The soldiers of Rome's fabled Ninth Legion may have disappeared nearly two millennia ago, but Hollywood's fascination with them remains. The Eagle, directed by Kevin Macdonald (The Last King of Scotland), is the second mid-budget action flick to involve the Ninth in as many years, the first being Centurion, a hack-and-slash B-movie from genre director Neil Marshall.
In comparison to Marshall's film, The Eagle is a bit classier in tone and considerably milder in content, perhaps out of deference to its source material, Rosemary Sutcliff's The Eagle of the Ninth, a children's novel regarded by many as a classic. That little demographic detail might help explain Macdonald's someone odd decision to cast Channing Tatum, star of Step Up and G.I. Joe: The Rise of Cobra, in the lead role of a second-century Roman Centurion. Tatum has played soldiers of various stripes before, but never a commander, and never in an earnest period piece like The Eagle; he fits the suit nicely, but I fear he might be in over his head otherwise.
As the film is set in the year AD 140. 20 years prior, the 5,000-strong Ninth Legion marched into Northern Britain under the leadership of a general named Flavius Aquila, and never returned. Flavius's son, Marcus Aquila (Tatum), arrives at a remote outpost on the island, determined to restore his family's good name via feats of gallantry on the battlefield.
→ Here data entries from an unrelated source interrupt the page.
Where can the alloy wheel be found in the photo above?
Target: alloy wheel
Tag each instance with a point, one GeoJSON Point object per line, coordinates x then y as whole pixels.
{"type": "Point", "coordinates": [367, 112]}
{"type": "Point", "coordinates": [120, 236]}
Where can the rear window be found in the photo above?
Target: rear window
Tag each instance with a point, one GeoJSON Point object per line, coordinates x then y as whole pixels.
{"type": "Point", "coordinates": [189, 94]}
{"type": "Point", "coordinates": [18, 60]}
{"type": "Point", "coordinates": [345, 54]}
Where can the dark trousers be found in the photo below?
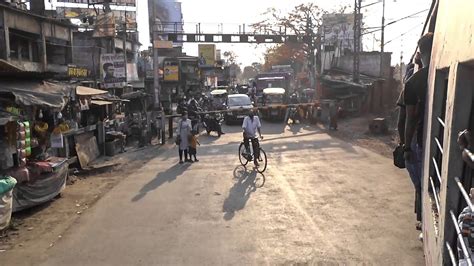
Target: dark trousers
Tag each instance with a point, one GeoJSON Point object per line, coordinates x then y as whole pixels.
{"type": "Point", "coordinates": [192, 152]}
{"type": "Point", "coordinates": [255, 147]}
{"type": "Point", "coordinates": [185, 154]}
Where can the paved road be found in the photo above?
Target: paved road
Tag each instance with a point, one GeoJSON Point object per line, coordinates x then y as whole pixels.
{"type": "Point", "coordinates": [321, 201]}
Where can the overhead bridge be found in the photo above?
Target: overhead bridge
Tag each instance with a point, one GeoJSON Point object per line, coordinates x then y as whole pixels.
{"type": "Point", "coordinates": [175, 32]}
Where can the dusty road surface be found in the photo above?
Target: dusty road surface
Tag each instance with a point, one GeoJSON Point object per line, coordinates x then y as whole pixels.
{"type": "Point", "coordinates": [321, 201]}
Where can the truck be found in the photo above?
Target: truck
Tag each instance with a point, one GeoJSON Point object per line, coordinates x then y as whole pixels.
{"type": "Point", "coordinates": [448, 148]}
{"type": "Point", "coordinates": [274, 80]}
{"type": "Point", "coordinates": [181, 77]}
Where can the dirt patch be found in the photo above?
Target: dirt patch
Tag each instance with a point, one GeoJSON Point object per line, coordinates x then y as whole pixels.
{"type": "Point", "coordinates": [356, 131]}
{"type": "Point", "coordinates": [35, 230]}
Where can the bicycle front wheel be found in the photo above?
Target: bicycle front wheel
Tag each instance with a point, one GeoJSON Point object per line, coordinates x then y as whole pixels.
{"type": "Point", "coordinates": [242, 159]}
{"type": "Point", "coordinates": [262, 161]}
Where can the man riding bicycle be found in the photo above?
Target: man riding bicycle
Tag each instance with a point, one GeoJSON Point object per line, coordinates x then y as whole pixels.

He seems well on his way toward doing so, too, until an ill-fated encounter with an enemy chariot leaves him nearly crippled, and he is declared unfit for further service.
While recuperating from his wounds, Marcus receives word that the golden Eagle of the Ninth, the lost legion's official emblem, has been seen in the hands of the Seal People, one of several savage native tribes that roam the wilderness beyond Hadrian's Wall. Attempting to recover this potent symbol of Rome's glory might be a virtual suicide mission, Marcus reasons, but it might also be his only chance to remove the taint that his father's ignominious defeat left upon his family's reputation.
And so he endeavors to find it, bringing along his British slave, Esca (Jamie Bell), a former prisoner of war whose well-groomed mane suggests that his Roman captors were not so cruel as to deny him access to conditioner and a blow-dryer. He seethes with resentment toward Marcus, whose Centurion predecessors pillaged his tribe just a few years prior, but he is nonetheless bound by honor to serve him after being spared from the gladiator's blade through Marcus's intervention.
The thrust of the film is Marcus's relationship with Esca, which begins as a prickly culture-clash but gradually evolves into a sincere brotherly bond, forged by various skirmishes with local warriors amidst the cold and forbidding landscape of Caledonia (now Scotland). You'll find very little indication of this in The Eagle's opening act, however. Macdonald devotes the first 25 minutes or so to setting up an entirely different film - a more conventional sword-and-sandals tale of an undermanned garrison fending off barbarian sieges -- before resetting the narrative and fixing on the bromantic angle that carries it through to the closing credits.
The prolonged dual set-ups disrupt the natural action-movie rhythm, and The Eagle enters a somnolent phase at a point when it feels as if it should be building momentum. The lull gives us far too much time to contemplate Tatum's shifting accent, which sometimes resembles an Irish brogue, other times a more contemporary Southern-American-Meathead intonation. For whatever reason, Macdonald either didn't notice the inconsistency or didn't consider it germane to the film's proceedings. It's a shame, because it pierces the layer of authenticity that the director so carefully - and convincingly - labors to create. If this is second-century Britain, what's that kid from Alabama doing here?
Hollywood.com rated this film 2 1/2 stars.